In deze zaak heeft de kinderrechter op 15 december 2023 uitspraak gedaan in een verzoek tot ondertoezichtstelling van een minderjarige, hierna te noemen [minderjarige], geboren in 2011. De Raad voor de Kinderbescherming heeft verzocht om de ondertoezichtstelling voor de duur van één jaar, omdat er ernstige zorgen zijn over de ontwikkeling van [minderjarige]. De ouders, [de moeder] en [de vader], zijn gescheiden en hebben gezamenlijk het ouderlijk gezag over [minderjarige]. De moeder heeft haar zorgen geuit over de diagnose van [minderjarige] en de rol van de Raad, terwijl de vader niet aanwezig was tijdens de zitting maar zijn bezwaren tegen de ondertoezichtstelling heeft geuit via e-mail.
Tijdens de mondelinge behandeling heeft de kinderrechter de zorgen van de Raad en de ouders gehoord. De Raad heeft aangegeven dat [minderjarige] in zijn ontwikkeling wordt bedreigd door zowel kindeigen als omgevingsfactoren, en dat er een risico is op contactverlies met de vader. De kinderrechter heeft vastgesteld dat de behandelaren van [minderjarige] en de Raad niet op één lijn zitten over de medische toestand van [minderjarige].
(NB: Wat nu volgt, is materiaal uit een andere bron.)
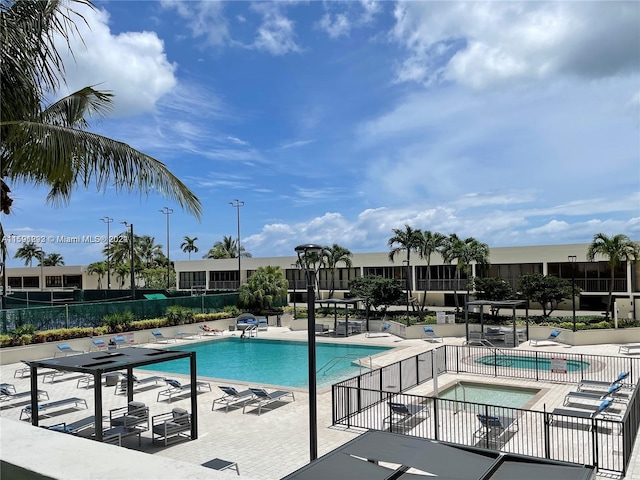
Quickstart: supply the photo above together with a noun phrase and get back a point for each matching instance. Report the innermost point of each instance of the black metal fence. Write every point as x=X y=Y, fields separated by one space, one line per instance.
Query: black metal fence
x=606 y=442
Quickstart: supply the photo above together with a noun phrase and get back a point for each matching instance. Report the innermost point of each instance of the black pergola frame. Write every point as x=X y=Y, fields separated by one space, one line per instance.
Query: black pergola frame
x=342 y=301
x=99 y=363
x=361 y=458
x=512 y=304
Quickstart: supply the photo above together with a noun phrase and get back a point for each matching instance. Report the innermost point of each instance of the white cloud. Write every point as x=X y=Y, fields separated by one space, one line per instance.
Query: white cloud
x=133 y=65
x=335 y=27
x=487 y=44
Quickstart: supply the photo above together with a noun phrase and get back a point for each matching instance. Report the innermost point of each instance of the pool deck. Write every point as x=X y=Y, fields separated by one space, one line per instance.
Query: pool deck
x=265 y=447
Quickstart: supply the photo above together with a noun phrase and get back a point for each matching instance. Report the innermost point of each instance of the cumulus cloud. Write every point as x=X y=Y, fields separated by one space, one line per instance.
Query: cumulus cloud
x=132 y=65
x=487 y=44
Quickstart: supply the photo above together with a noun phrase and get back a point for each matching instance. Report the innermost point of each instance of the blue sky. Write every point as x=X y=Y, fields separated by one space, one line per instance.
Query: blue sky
x=335 y=122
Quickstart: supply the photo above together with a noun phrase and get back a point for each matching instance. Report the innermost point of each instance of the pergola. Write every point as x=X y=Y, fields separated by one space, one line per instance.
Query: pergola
x=99 y=363
x=376 y=455
x=512 y=304
x=342 y=301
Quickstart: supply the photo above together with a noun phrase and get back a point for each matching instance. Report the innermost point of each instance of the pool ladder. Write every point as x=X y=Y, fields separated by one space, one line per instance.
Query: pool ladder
x=336 y=360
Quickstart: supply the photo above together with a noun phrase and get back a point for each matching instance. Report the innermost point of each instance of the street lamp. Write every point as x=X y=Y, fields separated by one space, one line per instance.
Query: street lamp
x=237 y=204
x=133 y=284
x=572 y=260
x=40 y=253
x=303 y=260
x=108 y=220
x=168 y=211
x=295 y=280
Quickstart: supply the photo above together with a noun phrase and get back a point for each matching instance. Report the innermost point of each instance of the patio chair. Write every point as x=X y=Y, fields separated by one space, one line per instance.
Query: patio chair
x=404 y=416
x=384 y=331
x=493 y=429
x=629 y=349
x=580 y=397
x=597 y=385
x=207 y=330
x=171 y=427
x=135 y=414
x=430 y=335
x=553 y=338
x=232 y=397
x=57 y=403
x=7 y=393
x=263 y=398
x=65 y=349
x=160 y=338
x=176 y=389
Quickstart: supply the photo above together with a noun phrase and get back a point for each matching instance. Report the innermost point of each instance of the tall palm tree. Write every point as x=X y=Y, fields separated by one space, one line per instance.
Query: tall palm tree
x=334 y=255
x=28 y=252
x=97 y=268
x=616 y=250
x=189 y=245
x=53 y=260
x=430 y=243
x=50 y=145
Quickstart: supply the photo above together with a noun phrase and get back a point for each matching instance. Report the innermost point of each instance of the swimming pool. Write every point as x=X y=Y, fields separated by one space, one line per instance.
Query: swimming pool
x=499 y=395
x=533 y=363
x=274 y=362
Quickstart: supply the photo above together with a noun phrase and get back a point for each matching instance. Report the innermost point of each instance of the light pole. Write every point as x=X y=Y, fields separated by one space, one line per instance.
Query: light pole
x=168 y=211
x=303 y=251
x=133 y=284
x=295 y=280
x=40 y=253
x=108 y=221
x=237 y=204
x=572 y=260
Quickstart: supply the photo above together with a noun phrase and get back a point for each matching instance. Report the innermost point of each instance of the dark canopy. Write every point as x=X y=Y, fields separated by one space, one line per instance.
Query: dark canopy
x=360 y=458
x=98 y=363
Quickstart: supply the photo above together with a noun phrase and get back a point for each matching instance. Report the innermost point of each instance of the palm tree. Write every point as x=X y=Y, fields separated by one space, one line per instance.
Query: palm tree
x=50 y=145
x=334 y=255
x=97 y=268
x=430 y=243
x=189 y=245
x=616 y=250
x=28 y=252
x=53 y=260
x=465 y=252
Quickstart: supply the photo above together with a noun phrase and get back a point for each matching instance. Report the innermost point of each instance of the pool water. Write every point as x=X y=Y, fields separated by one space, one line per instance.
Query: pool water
x=274 y=362
x=499 y=395
x=533 y=363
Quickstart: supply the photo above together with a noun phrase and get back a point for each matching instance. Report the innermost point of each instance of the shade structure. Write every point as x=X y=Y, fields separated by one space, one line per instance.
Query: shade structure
x=101 y=362
x=385 y=456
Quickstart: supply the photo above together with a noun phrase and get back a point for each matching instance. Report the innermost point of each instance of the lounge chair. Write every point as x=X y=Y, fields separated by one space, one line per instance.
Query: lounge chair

De kinderrechter heeft het verzoek van de moeder om de behandelaren als getuigen te horen afgewezen, omdat dit niet relevant was voor de beslissing over de ondertoezichtstelling. De kinderrechter heeft geoordeeld dat aan de wettelijke criteria voor ondertoezichtstelling is voldaan en heeft de ondertoezichtstelling van [minderjarige] voor de duur van één jaar toegewezen, met de GI Jeugdbescherming West als betrokken instantie. De beslissing is uitvoerbaar bij voorraad verklaard, wat betekent dat deze onmiddellijk moet worden uitgevoerd, ook als er hoger beroep wordt ingesteld.